Alvin Ailey II

I was a little bit worried going into the Ailey II performance at the Rialto last night because I’ve been a bit depressed lately and I wasn’t sure that dance would breach the haze to give me a glimpse of something more joyful or meaningful than my dark musings had allowed of late. It didn’t help that I still have my notes from last year’s performance that I never managed to flesh out into a full post. Reviewing them before the show, I realized just how unmemorable it was. Looking over my descriptions of the pieces brought nothing to mind but that I felt that they weren’t really for me. This year, though, I felt like they really delivered.

The evening started with Psūkhe, a piece commissioned from Andrea Miller for the company. This is the fifth work of hers that I’ve seen and, though I didn’t feel it was the strongest, it was a solidly enjoyable composition. It was set to a couple of pieces of electronic music by Nicolas Jaar and the dancers were in fairly simple red costumes made up of tight movement pants, with the men bare chested and the women in tight haltertops. The piece was in two parts, with half the company dancing in each half. Through the first part, the half that was not dancing was sitting upon red stools as an almost majestic audience watching the first half of the show from behind the dancers. Their costumes were augmented with the men wearing red ruffs around their necks and the women in red robes. The lighting on the “audience” up stage was warm but the active dancers were under cool lights that made their skin look gray. The warmer lights followed the “audience” into the second part.

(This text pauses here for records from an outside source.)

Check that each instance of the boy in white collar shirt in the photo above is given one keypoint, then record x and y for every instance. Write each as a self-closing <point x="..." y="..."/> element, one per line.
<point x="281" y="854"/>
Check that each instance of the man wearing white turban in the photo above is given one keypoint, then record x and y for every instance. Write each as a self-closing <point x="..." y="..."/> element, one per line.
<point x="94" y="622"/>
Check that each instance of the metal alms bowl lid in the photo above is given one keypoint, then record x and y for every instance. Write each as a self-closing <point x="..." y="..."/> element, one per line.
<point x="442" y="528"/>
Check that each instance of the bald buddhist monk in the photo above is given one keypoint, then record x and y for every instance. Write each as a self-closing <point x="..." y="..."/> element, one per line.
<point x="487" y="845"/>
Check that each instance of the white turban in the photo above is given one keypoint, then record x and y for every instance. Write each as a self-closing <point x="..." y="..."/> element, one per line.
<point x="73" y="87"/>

The choreography in both parts was full of Miller’s cleverness and wit. The first part leaned more towards negative affect, dramatic and expressive but seemingly apropos of nothing. Miller is very good with expressing the deep and sad side of human emotion – I loved both Mama Call and the duet Dust, for example, but both of these have distinct subjects. I’ve come to the conclusion that I am perfectly fine with people making others laugh or smile or feel awe for no particular reason but that imposing negative emotions – making people feel sad with you or hurt or worried – feels manipulative if there isn’t something meaningful to say with it. Brooding is fine when you have something to brood over, but otherwise you should probably just get therapy and leave your audience out of it. When I see this kind of “moving” work on the stage and I don’t feel that it has a concrete subject then I can’t help but feel like the artist is being pretentious to make up for not having anything real to say. While I found this part of the work interesting to watch, I might have found the whole thing forgettable were it not for the lighter tone and humor of the second part. This had all the wit and cleverness of the first but felt a little less showy and a lot more fun. Taken as a whole, the piece was enjoyable and interesting, if not the best that I’ve seen from Miller.

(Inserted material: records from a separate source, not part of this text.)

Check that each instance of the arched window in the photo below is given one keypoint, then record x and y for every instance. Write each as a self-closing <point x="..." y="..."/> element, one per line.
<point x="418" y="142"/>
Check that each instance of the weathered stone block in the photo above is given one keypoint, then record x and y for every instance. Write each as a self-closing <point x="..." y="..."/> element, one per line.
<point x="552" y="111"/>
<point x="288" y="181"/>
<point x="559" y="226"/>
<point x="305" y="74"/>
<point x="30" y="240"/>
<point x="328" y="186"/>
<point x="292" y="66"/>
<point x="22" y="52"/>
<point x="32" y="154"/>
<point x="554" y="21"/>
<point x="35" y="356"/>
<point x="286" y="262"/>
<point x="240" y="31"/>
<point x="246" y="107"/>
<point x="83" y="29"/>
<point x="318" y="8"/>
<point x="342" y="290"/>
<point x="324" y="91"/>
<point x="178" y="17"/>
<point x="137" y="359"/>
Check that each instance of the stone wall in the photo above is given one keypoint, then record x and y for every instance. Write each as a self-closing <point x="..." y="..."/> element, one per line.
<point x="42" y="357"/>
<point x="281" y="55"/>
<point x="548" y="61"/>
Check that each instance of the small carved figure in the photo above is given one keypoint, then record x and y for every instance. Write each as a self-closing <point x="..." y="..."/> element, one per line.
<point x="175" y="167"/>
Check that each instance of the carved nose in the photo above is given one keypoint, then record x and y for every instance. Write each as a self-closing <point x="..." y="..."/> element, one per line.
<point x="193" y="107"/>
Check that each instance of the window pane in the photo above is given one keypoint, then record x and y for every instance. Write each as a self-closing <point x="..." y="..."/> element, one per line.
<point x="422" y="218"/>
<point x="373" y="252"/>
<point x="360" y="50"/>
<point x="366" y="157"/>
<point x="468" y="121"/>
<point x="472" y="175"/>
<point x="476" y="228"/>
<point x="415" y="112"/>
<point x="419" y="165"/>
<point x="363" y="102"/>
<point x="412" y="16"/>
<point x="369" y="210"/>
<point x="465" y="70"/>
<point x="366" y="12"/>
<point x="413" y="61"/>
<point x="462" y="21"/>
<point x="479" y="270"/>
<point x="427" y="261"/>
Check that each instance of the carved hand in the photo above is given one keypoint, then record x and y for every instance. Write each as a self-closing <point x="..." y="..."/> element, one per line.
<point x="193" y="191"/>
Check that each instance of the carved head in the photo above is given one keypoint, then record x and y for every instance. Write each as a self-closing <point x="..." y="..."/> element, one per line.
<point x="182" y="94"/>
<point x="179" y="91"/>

My favorite piece of the evening was another that was commissioned for the company: Kirven Douthit-Boyd’s Still, which was about Black lesbians and gay men during the Harlem Renaissance. Costumes were, once again, all of a single color: scarlet. Women were dressed uniformly in flowing dresses with sparkles on the fabric. The men were mostly in pants of varying lengths and differing styles of shirts under a pair of suspenders. Two men were in flowing vests over skirts that called to mind kikoi sarongs. I’m not sure this was intended, but those two read as a kind of underlying spirit of the community to me.

The piece was set to a composition by Byron Lamar Harris called The World of Man, which I think may have been composed for this work. Harris’ compositional style seems to be an amalgamation of any musical movement that has ever caught his attention. This was perfect for Douthit-Boyd’s choreography, which also seems to blend a number of styles from the history of modern dance. Both choreographer and composer managed to pull all of these sources into a coherent, incredibly interesting, and effectively expressive work.

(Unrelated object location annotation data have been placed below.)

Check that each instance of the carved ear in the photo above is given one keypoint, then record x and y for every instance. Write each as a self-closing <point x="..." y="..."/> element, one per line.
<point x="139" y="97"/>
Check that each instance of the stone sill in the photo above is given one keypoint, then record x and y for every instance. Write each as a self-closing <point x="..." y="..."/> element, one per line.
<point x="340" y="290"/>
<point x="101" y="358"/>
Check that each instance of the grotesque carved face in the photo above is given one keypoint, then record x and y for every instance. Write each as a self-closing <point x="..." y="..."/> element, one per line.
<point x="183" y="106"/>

Everything began with the curtain still down. Ominous music played for a few bars before the curtain came up on a vibrant social dance scene. From here Douthit-Boyd took us on a tour of Gilded-age Harlem from his perspective, exploring the threats, support, outrage, fun, and, of course, love that was part of the period and place for queer Black men and women of the day. It was remarkably engrossing and often quite moving.

The evening concluded with Bradley Shelver’s Where There Are Tongues. This was also the final piece of the performance last year and my notes from then work just as well this time. It was set to (mostly) a capella music by Lo Còr De La Plana, which was in Occitan. I had to look it up last time after the show because as it was playing I kept picking up words here and there that I thought were Spanish and French but not entirely sure. At the time I thought it might be Catalan but apparently the two languages are pretty similar and there was even a time when Catalan was grouped together with Occitan and considered dialects of the same language. The costumes seemed to be going for some sort of stylized 17th century something or another and the choreography kind of seemed to be depicting a series of scenes from village life. There was a sort of folkish dancing implied less by the movement language and more by the blocking. There was a lot of fun and clever stuff in it but it was also very forgettable. I literally recognized nothing from it and I saw it just last year. And while it was clever and fun, the choreography wasn’t quite as interesting or striking to me as what was in either of the previous works. That’s not to say it wasn’t good or that I didn’t enjoy watching it, but I really wish that they’d ended the program with the Douhthit-Boyd; Shelver’s piece would have worked wonderfully as a palate cleanser between Miller and Douhthit-Boyd’s works.